I don’t know about you, but surfing has saved me so many times in my life. Surfing has helped ease the pain of a breakup, the hopelessness of crippling grief, and even helped me get clarity on some problem that needed to be solved. It helps me feel confidence and strength, humility and gratitude. Surfers know that surfing is healing but now the science is providing the official evidence.
An article in Stab magazine recently stated the following:
‘Surf Therapy’ is a direct response to the gaps in mental healthcare services that don’t resonate with everyone or offer the kind of support that is sometimes needed. Unlike checking yourself into a clinic, surfing is relatively approachable and free from stigma, which are often major barriers to seeking mental healthcare.

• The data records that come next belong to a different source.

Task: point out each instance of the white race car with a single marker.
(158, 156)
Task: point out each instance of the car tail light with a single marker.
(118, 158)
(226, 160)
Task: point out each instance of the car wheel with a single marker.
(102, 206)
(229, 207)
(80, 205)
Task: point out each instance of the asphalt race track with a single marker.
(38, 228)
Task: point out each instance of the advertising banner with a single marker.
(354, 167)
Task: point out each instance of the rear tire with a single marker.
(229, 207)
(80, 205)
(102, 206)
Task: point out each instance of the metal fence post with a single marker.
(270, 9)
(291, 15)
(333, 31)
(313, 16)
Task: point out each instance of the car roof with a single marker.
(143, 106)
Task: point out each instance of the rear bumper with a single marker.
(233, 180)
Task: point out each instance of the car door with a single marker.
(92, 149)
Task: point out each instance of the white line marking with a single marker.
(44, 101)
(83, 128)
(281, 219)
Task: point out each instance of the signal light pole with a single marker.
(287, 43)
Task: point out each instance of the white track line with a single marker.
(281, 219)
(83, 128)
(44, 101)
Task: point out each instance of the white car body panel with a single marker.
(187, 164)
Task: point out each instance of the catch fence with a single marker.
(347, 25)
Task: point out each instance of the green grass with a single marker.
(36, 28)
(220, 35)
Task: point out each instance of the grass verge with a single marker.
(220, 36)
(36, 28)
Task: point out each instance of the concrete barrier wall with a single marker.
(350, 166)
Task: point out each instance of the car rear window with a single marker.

Unlike conventional therapy, surfing addresses holistic health through mental and physical exercise. In a recent study published in the Journal of Adventure Education and Outdoor Learning, surfing’s therapeutic mechanisms were speculated to arise from the down-regulation of stress hormones, the release of mood-elevating neurotransmitters, the production of anti-inflammatory molecules, recalibration of circadian rhythm, reducing rumination and increasing feelings of competence, autonomy and connectedness to community and nature.
Let’s put it this way: If there was a pill that conferred all the beneficial effects of surfing, it would be the most widely prescribed drug there’s ever been.
Everyone in the world is touched by mental ill-health at some point in their life, either directly or through somebody they know and love. There is a need to normalise the conversations around mental health so it can be viewed with the same tabooless, respect-demanding, yarn-warranting intrigue as physical health problems like an Indonesian reef laceration.